Es wird auch auf das Matterhorn Protokoll eingegangen. Das Matterhorn Protokoll enthält sämtliche Prüfpunkte (respektive Fehlerbedingungen) um ein barrierefreies Dokument nach dem PDF/UA-Standard herzustellen.

Was unterscheidet nun ein bildschirmoptimiertes und zugängliches PDF von einem druckoptimierten PDF?

Text = Text ≠ Bild

Sämtliche Texte eines Dokumentes müssen als echten Text und nicht in Form eines Bildes vorhanden sein. Diese Anforderung klingt selbstverständlich, kommt aber häufig vor, wenn Texte eingescannt werden. Das gescannte Dokument wurde dabei als Bild und nicht mit den OCR-Einstellungen hergestellt.

PDF Tags

Das Verwenden von Tags ist die Grundlage um zugängliche Dokumenten zu erstellen. Sie sind semantische Markierungen im Inhalt und bilden die logische Dokumentstruktur. Ausserdem sind sie Voraussetzung für den Zugriff durch AT und seit Adobe Acrobat 5 verfügbar.

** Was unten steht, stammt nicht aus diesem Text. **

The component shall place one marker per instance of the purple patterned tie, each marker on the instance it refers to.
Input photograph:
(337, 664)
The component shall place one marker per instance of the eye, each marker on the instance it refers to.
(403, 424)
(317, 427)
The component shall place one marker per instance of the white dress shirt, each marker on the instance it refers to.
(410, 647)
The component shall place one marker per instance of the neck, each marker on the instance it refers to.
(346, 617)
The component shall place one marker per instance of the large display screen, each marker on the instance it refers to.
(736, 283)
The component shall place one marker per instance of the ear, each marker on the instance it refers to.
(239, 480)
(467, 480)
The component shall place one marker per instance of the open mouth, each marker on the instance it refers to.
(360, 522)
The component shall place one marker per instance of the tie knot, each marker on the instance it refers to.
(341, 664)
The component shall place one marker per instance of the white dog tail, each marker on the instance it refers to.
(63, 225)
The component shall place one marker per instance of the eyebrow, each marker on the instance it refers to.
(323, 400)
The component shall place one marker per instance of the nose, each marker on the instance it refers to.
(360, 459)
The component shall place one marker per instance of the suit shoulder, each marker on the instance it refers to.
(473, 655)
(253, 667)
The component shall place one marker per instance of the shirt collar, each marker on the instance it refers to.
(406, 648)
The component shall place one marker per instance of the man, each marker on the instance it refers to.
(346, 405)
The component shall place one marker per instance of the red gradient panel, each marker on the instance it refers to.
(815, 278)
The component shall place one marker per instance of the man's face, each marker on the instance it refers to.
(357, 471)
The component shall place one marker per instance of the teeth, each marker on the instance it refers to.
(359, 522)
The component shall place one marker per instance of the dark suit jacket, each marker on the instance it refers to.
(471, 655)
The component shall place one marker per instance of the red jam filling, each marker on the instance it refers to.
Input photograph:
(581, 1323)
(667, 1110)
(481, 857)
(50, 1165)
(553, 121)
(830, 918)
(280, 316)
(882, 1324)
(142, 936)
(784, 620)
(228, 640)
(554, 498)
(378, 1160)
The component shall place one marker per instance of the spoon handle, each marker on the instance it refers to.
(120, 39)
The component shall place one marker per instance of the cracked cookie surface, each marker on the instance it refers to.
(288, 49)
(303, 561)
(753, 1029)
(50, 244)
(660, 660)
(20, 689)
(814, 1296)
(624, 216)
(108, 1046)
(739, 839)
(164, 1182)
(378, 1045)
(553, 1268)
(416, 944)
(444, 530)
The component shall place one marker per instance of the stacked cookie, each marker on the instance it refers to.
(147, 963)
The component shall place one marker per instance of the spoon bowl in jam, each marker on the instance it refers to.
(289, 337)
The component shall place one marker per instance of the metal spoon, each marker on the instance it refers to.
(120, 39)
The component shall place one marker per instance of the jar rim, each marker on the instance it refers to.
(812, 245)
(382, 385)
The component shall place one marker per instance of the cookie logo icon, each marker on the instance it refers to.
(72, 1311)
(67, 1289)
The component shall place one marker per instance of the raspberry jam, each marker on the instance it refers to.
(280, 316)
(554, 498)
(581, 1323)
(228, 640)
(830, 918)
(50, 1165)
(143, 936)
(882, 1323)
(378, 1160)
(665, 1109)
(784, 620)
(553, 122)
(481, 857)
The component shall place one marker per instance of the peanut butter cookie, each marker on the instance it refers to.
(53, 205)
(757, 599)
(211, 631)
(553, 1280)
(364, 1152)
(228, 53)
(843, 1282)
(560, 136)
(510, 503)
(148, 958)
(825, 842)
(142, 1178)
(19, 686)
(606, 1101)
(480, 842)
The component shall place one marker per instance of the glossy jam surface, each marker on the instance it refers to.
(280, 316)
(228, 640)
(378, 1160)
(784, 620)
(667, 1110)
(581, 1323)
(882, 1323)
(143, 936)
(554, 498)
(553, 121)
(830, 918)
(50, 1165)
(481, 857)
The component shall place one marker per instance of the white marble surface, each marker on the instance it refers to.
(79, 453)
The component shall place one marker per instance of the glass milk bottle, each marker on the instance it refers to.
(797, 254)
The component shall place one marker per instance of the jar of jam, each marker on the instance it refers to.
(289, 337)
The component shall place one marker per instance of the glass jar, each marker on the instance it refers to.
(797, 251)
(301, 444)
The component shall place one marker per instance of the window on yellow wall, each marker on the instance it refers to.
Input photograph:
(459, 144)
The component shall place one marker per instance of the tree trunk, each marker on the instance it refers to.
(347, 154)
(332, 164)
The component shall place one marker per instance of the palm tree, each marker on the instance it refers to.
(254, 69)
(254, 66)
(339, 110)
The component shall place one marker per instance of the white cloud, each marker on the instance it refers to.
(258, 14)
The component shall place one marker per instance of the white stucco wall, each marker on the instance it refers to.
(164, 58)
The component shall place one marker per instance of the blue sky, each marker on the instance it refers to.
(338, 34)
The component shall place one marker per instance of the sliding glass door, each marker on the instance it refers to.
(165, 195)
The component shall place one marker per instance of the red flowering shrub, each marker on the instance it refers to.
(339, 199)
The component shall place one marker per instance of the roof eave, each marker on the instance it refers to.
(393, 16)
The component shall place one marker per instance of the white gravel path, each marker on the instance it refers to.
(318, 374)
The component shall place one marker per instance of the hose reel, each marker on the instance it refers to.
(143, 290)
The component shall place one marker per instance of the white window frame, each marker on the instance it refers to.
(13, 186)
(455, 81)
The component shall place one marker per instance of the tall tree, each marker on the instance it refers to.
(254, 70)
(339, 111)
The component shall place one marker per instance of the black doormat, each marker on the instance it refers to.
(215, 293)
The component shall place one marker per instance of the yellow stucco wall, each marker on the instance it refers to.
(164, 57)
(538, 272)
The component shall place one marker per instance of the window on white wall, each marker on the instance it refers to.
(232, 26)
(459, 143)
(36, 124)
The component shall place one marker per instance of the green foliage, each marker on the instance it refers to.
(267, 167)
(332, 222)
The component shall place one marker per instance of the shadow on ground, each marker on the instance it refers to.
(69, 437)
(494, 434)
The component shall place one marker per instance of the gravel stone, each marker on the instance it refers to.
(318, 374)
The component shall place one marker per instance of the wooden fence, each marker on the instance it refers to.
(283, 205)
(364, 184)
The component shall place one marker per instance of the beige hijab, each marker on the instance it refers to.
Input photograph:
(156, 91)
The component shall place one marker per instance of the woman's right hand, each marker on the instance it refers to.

Tags werden im Idealfall durch die Autorensoftware während des PDF-Exports vergeben. Für eine der wichtigsten Tags, den Überschriften, funktioniert dies in der Regel gut. Damit beispielsweise Microsoft Word oder Adobe InDesign «weiss» welcher Tag angewendet werden muss, werden Formatvorlagen benötigt. Diese müssen konsequent angewendet werden.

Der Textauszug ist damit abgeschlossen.